8. Obligation to provide personal data
In the course of our business relationship, you must provide us with the personal data required to enter into and conduct a business relationship, and to perform the related contractual obligations (as a rule, you do not have a statutory obligation to provide us with data). Without these data, we will generally not be in a position to conclude a contract with you (or with the body or person you represent) or to execute it. In addition, our websites can only be used if certain information to ensure the free flow of data (e.g. IP address) is disclosed.
9. Profiling and automated decision-making
Our processing of your personal data is partially automated with the aim of assessing (profiling) certain personal aspects. We use profiling, in particular, to be able to inform and advise you about products in a targeted manner. For this, we use evaluation tools which facilitate needs-based communication and advertising, including market and opinion research.
To establish and conduct the business relationship and also otherwise, we do not, as a rule, use any automated decision-making (such as is governed by Article 22 of the General Data Protection Regulation of the European Union (GDPR)). In the event that we use such procedures in individual cases, we will inform you about this separately if this is prescribed by law, and will inform you about the related rights.
10. Rights of the data subject
Within the scope of the data protection law which applies to you, and insofar as the law provides for it (as in the case of the GDPR), you have the right of access to information, the right to rectification or erasure of your personal data, the right to restrict data processing, the right to object to our data processing, and the right to the provision of certain personal data for the purpose of the transmission of it to another body (the right to data portability).
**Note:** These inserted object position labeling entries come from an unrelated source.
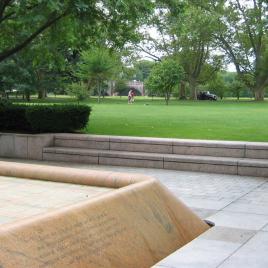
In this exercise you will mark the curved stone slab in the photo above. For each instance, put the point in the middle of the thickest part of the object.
(136, 225)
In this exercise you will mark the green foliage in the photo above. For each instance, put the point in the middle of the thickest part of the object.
(76, 22)
(13, 117)
(142, 69)
(121, 86)
(79, 90)
(98, 65)
(57, 118)
(237, 87)
(43, 118)
(218, 86)
(163, 77)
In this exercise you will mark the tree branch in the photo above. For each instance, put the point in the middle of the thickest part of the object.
(5, 54)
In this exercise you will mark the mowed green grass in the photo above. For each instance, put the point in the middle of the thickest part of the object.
(221, 120)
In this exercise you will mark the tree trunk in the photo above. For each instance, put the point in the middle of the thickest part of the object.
(27, 95)
(182, 91)
(259, 94)
(99, 91)
(192, 84)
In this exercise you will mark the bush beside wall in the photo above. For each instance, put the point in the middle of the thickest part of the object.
(43, 118)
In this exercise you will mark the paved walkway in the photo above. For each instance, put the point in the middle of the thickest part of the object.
(238, 206)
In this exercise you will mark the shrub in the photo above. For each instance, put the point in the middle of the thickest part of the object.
(13, 117)
(44, 118)
(58, 118)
Please note, however, that for our part, we reserve the right to enforce the restrictions prescribed by law, such as if we are obliged to retain or process certain data, if we have an overriding interest in such data (insofar as we may invoke this interest) or need the data to assert claims. A request for access to information is generally free of charge. A fee may be charged where the request entails a particularly extensive amount of work, the request for access to information is excessive or notorious, unless there is a legitimate interest. If you will incur costs, we will notify you in advance. Regarding the option to withdraw your consent we refer you to section 4. Please note that the exercise of these rights may be in conflict with contractual agreements, and that this may have consequences such as early termination of the contract or costs. In this case, we will inform you in advance if this is not already governed by contract.
The exercise of these rights requires that you provide clear proof of your identity (e.g. by means of a copy of an identification card if your identity is otherwise unclear or cannot be verified). To assert your rights, you may contact us at the address indicated in section 2.
Furthermore, every data subject has the right to assert his or her claims in a court of law or to lodge a complaint with the responsible data protection authority. The responsible data protection authority in Switzerland is the Federal Data Protection and Information Commissioner (www.edoeb.admin.ch). In Liechtenstein, it is the Liechtenstein Data Protection Commission (Liechtensteinische Datenschutzkommission) (www.datenschutzkommission.li).